Novembre 2011, non ieri |
Sono anni
ormai che sul caso Grecia i media strillano che si è giunti alle ore decisive,
al punto di non ritorno. Usa questa espressione, “point of no return”, Paul Krugman
nel suo ultimo editoriale sul New York Times. Secondo il principe degli
opinionisti economici, l’euro è un “terrible mistake” e ciò che sta succedendo
ad Atene è diretta conseguenza di quell’errore. Quindi, il popolo greco
dovrebbe votare no al prossimo (?) referendum ed uscire dalla moneta unica, perché
“The euro trapped Greece in an economic straitjacket”. Krugman fa poi l’esempio
di due paesi, Canada e Islanda, i quali, grazie alla loro indipendenza
monetaria, sono riusciti a superare una grave crisi. Giusto a titolo di inciso,
il Canada è una grande economia ben organizzata e ricca di risorse naturali; l’Islanda
è un paese di 300.000 abitanti con una consolidata tradizione di civismo anche
economico: con il paese mediterraneo hanno poco a che fare. Per la Grecia,
restare nell’Eurozona, conclude Krugman, significherebbe morire di austerità e,
dal momento che il danno di un’eventuale Grexit si è già consumato negli ultimi
anni, tanto vale uscire e riconquistare l’indipendenza.
Sul Guardian
è un altro guru, Joseph Stiglitz, ad intervenire. Anche per Stiglitz il popolo
greco dovrebbe votare no al prossimo (?) referendum, ma secondo lui il problema
non riguarda tanto questioni economiche e di denaro quanto aspetti legati al
potere e alla democrazia. La cura a base di austerità ha finito per peggiorare
e compromettere le condizioni del paziente e i miliardi utilizzati per un
salvataggio che non è mai avvenuto, sono serviti principalmente per pagare i “private-sector
creditors, including German and France banks”. Per Stiglitz i creditori
ufficiali (la Troika) non hanno necessità così impellenti di riavere il denaro
prestato, quindi la rigidità mostrata ha un’altra motivazione.

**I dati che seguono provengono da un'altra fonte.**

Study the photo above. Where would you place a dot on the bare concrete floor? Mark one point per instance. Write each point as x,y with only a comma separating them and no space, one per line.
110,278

Il progetto
euro, continua Stiglitz, non ha nulla di democratico, mentre la vittoria di
Syriza è stata una grande affermazione di democrazia e molti dei leaders
europei vorrebbero vedere soccombere Tsipras. Votare no significa, per la
Grecia, riprendere il suo futuro nelle proprie mani.
Anche
Bernard-Henri Lévy si auspica un’uscita della Grecia dall’euro, non sulla base
dell’esito referendario, ma a seguito di una definitiva chiusura, da parte dell’Europa,
delle trattative. Il filosofo francese, sul Corriere della Sera, esprime poi un
giudizio durissimo sul leader greco, definito “un demagogo incendiario che sta
portando il proprio popolo nel baratro”.